Die EU-Kommission präsentiert ihre Pläne für eine Überarbeitung der europäischen Gentechnikregeln. Nun ist ein Kampf über die Deutungshoheit entbrannt

Korrespondenten: Knut Krohn (kkr)

Im ausgeklügelten Ablauf der Brüsseler Gesetzgebungsmaschinerie schlagen die Emotionen eher selten hoch. Doch nun hat die EU-Kommission ein heißes Eisen angefasst. Sie will die bisher sehr eng gefassten Regeln beim Einsatz von Gentechnik in Lebensmitteln lockern. Die Empörung bei Umweltschützern und der Biobranche ist groß. Viele Wissenschaftler sprechen dagegen von einem längst überfälligen Schritt. Das sei ein „Schlag ins Gesicht für Verbraucher und Biolandwirte“, sagt Martin Häusling, agrarpolitischer Sprecher der Grünen im Europäischen Parlament. Die Menschen würden nicht mehr erfahren, „ob sie gentechnisch veränderte Lebensmittel auf dem Acker oder Teller haben“. Er stößt sich daran, dass etwa Verfahren wie die Crispr/Cas-Genschere keinen EU-Gentechnikregeln unterliegen würden und damit auch nicht mehr gekennzeichnet werden müssten.

 

Die Forderung Martin Häuslings lautet: „Auch die sogenannte Neue Gentechnik muss dem geltenden Recht unterstellt bleiben.“ Er zweifelt grundsätzlich an den Aussagen vor allem der Industrie, denn die neuen gentechnischen Verfahren „werfen viele Fragen bezüglich ihrer Sicherheit auf“. Zudem seien die Versprechen der Pestizidreduktion oder der besseren Klimaresilienz bisher nirgendwo wissenschaftlich nachweisbar eingelöst worden. „Von den trocken- und dürretoleranten Sorten, die seit 20 Jahren versprochen werden, ist weit und breit keine Spur“, sagt der Grünen-Politiker.

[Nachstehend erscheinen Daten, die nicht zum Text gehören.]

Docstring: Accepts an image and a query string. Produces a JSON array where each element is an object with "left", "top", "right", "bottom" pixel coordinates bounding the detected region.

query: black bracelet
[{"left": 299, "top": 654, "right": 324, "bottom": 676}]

Die Grünen äußern sich skeptisch, die FDP signalisiert Unterstützung

Der Streit um diese neuen Züchtungstechniken zieht sich auch durch die Bundesregierung. Das von den Grünen geführte Bundesumweltministerium hat sich in der Vergangenheit sehr skeptisch zu Lockerungen der Gentechnikregeln geäußert. Dagegen signalisierte das von der FDP geführte Bundesforschungsministerium grundsätzliche Unterstützung. „Durch die Neuen Züchtungstechniken halten wir den Schlüssel zur Lösung der großen Herausforderungen unserer Zeit in der Hand“, betonte Forschungsministerin Bettina Stark-Watzinger am Rande einer Tagung in Brüssel. „Wir können auf die Nahrungsmittelbedarfe einer steigenden Weltbevölkerung reagieren und unsere Nutzpflanzen besser und schneller an den Klimawandel anpassen.“ Die rasante technische Entwicklung werde durch die bisherigen EU-Regulierungen nicht mehr abgebildet und müssten aus diesem Grund auf den neusten Stand gebracht werden, forderte die FDP-Politikerin.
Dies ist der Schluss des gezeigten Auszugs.